DCEIS 2020 Abstracts


Full Papers
Paper Nr: 1
Title:

Automatic Knowledge Extraction and Identification Across Multiple Phases to Enhance Research Data Management

Authors:

Benedikt Heinrichs

Abstract: Institutional research data management (RDM) is currently an important topic for universities worldwide and therefore also at the RWTH Aachen University. This projected work aims at tackling some questions to further improve the state of RDM by finding a solution for tracking research data over its whole life-cycle and helping it transition through multiple phases. The research focuses on a three-step approach: information extraction as metadata, similarity metrics and finally tracking in decentralized systems.
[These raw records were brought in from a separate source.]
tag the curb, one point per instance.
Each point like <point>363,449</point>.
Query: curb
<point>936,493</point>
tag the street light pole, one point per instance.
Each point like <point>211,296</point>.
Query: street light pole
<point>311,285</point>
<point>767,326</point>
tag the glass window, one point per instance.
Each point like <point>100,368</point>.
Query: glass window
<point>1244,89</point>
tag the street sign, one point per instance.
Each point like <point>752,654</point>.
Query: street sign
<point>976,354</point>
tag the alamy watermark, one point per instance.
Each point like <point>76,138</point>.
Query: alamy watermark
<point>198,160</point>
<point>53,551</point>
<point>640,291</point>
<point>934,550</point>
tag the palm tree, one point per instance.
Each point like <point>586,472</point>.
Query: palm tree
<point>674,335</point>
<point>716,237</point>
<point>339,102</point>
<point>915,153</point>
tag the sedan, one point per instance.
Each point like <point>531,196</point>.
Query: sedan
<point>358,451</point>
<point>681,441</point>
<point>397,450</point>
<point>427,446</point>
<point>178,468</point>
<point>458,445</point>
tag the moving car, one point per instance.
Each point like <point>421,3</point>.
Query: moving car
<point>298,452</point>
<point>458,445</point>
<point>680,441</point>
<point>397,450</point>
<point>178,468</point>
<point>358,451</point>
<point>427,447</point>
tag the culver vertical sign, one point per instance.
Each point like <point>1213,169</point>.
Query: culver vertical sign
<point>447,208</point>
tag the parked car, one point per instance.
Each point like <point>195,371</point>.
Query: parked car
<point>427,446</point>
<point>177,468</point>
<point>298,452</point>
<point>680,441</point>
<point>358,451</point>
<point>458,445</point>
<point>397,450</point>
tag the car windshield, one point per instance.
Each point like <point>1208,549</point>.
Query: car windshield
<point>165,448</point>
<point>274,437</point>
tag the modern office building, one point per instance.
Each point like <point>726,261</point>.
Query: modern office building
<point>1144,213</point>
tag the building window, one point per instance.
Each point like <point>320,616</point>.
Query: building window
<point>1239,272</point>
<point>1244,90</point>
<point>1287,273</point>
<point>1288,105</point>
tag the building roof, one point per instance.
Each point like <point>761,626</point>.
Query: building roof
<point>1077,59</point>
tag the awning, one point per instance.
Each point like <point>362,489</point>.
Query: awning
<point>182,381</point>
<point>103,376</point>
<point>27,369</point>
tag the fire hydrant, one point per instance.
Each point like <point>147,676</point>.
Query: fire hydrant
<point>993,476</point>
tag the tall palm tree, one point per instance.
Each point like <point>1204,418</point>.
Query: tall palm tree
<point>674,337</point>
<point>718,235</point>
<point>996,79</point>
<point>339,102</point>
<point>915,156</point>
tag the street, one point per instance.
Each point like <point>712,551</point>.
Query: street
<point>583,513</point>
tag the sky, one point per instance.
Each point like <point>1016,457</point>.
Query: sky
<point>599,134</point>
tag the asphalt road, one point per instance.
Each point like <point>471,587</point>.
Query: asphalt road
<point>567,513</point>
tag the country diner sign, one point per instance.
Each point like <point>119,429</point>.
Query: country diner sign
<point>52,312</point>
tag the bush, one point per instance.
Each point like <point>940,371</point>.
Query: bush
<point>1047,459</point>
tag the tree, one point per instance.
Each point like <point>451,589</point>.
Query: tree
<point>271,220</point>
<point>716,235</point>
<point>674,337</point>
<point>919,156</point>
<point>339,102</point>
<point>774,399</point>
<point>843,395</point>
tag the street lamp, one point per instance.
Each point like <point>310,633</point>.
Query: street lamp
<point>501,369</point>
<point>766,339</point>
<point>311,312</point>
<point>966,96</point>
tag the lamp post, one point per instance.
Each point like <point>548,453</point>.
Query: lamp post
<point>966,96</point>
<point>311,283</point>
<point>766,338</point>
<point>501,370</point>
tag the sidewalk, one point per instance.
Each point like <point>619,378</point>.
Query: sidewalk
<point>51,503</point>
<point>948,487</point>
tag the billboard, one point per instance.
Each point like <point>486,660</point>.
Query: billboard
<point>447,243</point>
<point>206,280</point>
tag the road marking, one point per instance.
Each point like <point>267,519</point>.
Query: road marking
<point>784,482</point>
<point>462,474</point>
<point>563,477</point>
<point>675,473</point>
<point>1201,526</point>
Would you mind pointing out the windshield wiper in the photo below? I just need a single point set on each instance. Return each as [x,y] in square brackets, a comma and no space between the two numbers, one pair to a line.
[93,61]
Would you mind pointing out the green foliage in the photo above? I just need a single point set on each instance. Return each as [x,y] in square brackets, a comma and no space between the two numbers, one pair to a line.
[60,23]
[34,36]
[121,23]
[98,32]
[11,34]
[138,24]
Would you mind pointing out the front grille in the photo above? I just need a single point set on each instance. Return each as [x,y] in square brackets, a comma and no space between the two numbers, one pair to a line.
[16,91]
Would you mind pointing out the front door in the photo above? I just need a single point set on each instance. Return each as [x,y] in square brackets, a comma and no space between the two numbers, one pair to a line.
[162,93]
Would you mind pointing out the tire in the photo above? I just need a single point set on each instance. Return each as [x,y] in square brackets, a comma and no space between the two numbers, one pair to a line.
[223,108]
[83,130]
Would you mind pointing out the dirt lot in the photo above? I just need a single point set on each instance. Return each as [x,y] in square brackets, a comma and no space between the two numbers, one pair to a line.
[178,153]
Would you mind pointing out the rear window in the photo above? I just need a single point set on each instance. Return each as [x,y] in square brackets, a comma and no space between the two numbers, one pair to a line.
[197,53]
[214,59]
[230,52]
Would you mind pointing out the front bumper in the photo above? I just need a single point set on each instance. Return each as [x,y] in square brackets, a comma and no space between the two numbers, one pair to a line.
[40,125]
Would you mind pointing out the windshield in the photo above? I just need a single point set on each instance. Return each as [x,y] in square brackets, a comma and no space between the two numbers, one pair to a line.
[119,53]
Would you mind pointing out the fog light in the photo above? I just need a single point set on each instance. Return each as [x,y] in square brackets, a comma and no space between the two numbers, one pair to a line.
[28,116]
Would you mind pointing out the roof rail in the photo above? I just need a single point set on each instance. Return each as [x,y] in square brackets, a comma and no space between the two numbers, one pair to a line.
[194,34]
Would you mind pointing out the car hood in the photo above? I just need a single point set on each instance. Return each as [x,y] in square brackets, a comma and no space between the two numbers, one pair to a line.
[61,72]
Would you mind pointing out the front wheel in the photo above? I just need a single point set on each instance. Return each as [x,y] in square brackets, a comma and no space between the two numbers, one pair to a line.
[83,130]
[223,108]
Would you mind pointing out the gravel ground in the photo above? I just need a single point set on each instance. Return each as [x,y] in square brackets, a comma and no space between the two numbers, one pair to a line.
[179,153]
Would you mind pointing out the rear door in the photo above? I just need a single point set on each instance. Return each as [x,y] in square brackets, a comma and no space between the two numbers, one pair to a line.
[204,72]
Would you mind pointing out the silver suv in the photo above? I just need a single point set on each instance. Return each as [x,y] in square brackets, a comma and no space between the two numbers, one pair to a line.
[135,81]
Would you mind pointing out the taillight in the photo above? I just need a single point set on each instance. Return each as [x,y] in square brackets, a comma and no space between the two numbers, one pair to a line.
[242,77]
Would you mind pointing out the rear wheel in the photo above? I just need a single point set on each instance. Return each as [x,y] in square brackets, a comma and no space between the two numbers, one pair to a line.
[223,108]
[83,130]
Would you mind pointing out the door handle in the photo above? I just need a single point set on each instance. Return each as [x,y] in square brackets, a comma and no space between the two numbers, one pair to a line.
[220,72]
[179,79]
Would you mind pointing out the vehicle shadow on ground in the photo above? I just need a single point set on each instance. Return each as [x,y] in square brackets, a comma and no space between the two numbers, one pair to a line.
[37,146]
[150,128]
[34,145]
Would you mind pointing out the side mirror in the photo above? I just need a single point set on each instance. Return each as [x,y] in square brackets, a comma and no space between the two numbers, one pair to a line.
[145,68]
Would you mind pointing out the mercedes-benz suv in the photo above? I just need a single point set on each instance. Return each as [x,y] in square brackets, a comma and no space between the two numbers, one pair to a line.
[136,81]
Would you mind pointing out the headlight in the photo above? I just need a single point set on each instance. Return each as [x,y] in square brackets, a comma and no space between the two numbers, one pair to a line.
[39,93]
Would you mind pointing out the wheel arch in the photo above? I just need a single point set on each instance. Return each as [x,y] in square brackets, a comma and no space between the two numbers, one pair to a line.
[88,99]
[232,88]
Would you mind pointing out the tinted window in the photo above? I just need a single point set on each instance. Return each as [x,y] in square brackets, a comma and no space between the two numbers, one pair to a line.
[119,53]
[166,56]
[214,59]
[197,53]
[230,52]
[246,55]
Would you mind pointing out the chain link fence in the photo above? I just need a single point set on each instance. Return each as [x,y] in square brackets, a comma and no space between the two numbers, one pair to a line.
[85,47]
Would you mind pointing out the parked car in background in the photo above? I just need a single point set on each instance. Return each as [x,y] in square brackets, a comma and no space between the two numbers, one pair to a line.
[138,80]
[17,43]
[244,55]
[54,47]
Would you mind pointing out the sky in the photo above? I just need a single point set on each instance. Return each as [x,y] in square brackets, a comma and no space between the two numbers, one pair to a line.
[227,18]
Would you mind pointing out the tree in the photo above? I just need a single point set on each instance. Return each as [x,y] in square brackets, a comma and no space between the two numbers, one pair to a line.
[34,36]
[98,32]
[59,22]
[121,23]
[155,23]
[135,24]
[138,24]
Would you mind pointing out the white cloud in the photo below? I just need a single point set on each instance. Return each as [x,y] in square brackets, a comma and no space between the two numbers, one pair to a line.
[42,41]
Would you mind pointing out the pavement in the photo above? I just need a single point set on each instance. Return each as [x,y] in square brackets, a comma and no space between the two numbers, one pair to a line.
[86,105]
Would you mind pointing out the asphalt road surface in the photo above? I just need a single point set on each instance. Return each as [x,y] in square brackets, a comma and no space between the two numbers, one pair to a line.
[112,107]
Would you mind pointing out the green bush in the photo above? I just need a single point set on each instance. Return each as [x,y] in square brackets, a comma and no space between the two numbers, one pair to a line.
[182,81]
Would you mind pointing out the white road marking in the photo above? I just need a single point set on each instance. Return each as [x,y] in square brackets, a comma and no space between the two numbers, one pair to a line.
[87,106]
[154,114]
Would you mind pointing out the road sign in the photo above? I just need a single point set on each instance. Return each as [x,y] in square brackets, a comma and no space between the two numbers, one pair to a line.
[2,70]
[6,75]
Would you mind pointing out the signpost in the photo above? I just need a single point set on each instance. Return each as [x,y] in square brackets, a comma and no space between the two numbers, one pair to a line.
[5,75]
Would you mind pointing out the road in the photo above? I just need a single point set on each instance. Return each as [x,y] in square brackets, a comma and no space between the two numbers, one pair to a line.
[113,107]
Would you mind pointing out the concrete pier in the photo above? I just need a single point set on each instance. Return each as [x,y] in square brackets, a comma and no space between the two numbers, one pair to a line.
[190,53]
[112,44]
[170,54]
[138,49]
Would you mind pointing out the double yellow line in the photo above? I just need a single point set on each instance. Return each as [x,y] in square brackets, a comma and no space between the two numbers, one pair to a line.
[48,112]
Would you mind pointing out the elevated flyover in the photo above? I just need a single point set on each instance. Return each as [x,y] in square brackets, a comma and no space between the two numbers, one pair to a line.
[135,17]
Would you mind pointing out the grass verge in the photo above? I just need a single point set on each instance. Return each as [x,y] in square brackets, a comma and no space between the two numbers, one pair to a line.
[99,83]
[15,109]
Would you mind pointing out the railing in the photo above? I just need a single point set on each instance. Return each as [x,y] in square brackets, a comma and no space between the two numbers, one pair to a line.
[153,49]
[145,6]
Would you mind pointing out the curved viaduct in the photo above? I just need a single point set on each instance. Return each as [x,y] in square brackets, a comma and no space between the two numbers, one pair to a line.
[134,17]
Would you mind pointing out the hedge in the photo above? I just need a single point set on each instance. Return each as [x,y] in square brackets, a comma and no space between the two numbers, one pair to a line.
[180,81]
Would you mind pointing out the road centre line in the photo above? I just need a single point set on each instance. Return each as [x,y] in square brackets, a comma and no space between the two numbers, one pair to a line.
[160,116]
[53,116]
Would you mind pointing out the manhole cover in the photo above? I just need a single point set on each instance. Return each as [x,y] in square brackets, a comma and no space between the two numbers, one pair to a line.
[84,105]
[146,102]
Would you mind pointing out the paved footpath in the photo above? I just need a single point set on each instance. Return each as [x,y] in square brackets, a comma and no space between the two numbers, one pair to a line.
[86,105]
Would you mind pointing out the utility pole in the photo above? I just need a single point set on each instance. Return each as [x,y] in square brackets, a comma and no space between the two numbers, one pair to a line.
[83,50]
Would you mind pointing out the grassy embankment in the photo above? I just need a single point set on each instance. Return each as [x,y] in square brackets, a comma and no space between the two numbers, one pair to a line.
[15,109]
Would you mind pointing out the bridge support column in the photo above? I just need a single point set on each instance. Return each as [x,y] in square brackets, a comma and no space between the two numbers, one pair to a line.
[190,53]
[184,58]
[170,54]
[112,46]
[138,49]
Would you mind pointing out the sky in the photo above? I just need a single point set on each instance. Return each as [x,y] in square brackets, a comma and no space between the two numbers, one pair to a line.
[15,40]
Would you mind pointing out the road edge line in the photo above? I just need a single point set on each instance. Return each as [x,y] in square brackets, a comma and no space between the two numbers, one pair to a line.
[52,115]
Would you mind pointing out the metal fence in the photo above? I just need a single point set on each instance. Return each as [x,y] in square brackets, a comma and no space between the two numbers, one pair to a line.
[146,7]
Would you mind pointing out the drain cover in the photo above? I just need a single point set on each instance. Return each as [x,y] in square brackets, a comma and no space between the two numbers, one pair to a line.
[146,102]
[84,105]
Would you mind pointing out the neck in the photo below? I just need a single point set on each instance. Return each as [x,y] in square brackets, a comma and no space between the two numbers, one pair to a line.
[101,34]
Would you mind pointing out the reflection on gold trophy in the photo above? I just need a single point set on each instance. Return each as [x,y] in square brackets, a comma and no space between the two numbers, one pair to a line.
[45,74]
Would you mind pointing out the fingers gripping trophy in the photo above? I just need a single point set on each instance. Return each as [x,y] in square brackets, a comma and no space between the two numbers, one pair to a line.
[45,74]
Finding a general way to describe research data automatically with so-called metadata is the first step for tackling this research. Using this metadata, a method will be developed which helps to find similar so-called research data objects, which describe a singular entity in a set of research data, and by that similar research. This will in return help to identify moved research data since it would be able to relatively accurate describe if two research data objects are similar or not. The results of the research will over time be integrated in a central system which supports researchers with data management services.

Paper Nr: 2
Title:

Towards NLP-supported Semantic Data Management

Authors:

Andreas Burgdorf, André Pomp and Tobias Meisen

Abstract: The heterogeneity of data poses a great challenge when data from different sources is to be merged for one application. Solutions for this are offered, for example, by ontology-based data management (OBDM). A challenge of OBDM is the automatic creation of semantic models from datasets. This process is typically performed either data- or label-driven and always involves manual human intervention. We identified textual descriptions of data – a form of metadata, quickly to be produced and consumed by humans - as third possible basis for automatic semantic modelling. In this paper, we present, how we plan to use textual descriptions to enhance semantic data management. We will use state of the art NLP technologies to identify concepts within textual descriptions and build semantic models from this in combination with an evolving ontology. We will use automatically identified models in combination with the human data provider to automatically extend the ontology so that it learns new verified concepts over time. Finally, we will use the created ontology and automatically identified semantic models to either rate descriptions for new data sources or even to automatically generate descriptive texts that are easier to understand by the human user than formal models. We present the procedure which we plan for the ongoing research, as well as expected outcomes.

Paper Nr: 3
Title:

The Proposal of an Acceleration Model to Support the Combined Use of Agile with User-Centered Design and Lean Startup

Authors:

Cassiano Moralles and Sabrina Marczak

Abstract: Despite the benefits of Agile Software Development, organizations still do not have a clear understanding of the problem to be solved by the software product-to-be, a problem that can solve by having a closer engagement with users. The combined use of Agile, User-Centered Design and Lean Startup has been pointed out as a strategy to fill in this gap. We propose literature and practice-informed model to aid in the adaptation to this combined approach. The model is composed of a set of principles, activities, and techniques derived from Agile, User-Centered Design, and Lean Startup pillars. These serve as guidance for software teams to determine the competences and skills they need, given the context they are inside. The model also accounts for forces that might influence the work processes. We discuss how the model could help teams adapt to the transformation to the combined approach and point out our future research plans to define an acceleration model.

Paper Nr: 4
Title:

Grounded Theory of the Evolutionary Behavior of Social Machines

Authors:

Brunno D. Souza

Abstract: The insertion of the combination of computational and human elements in society has led to the emerging area of Social Machines. The research challenges related to Social Machines are from understanding the theme, its functionalities, behavior, and evolution. Thus, the objective of this research proposal is to develop a grounded theory that portrays the evolutionary behavior of social machines and their perspectives, also based on the formation of taxonomy and ontology. The research is purely qualitative and uses the DSR (Design Science Research) methodology. In this research, too, a systematic mapping was made based on criteria of a systematic review, and it is expected that the results bring, in a way, a new grounded theory through a set of perspectives of the functioning of Social machines.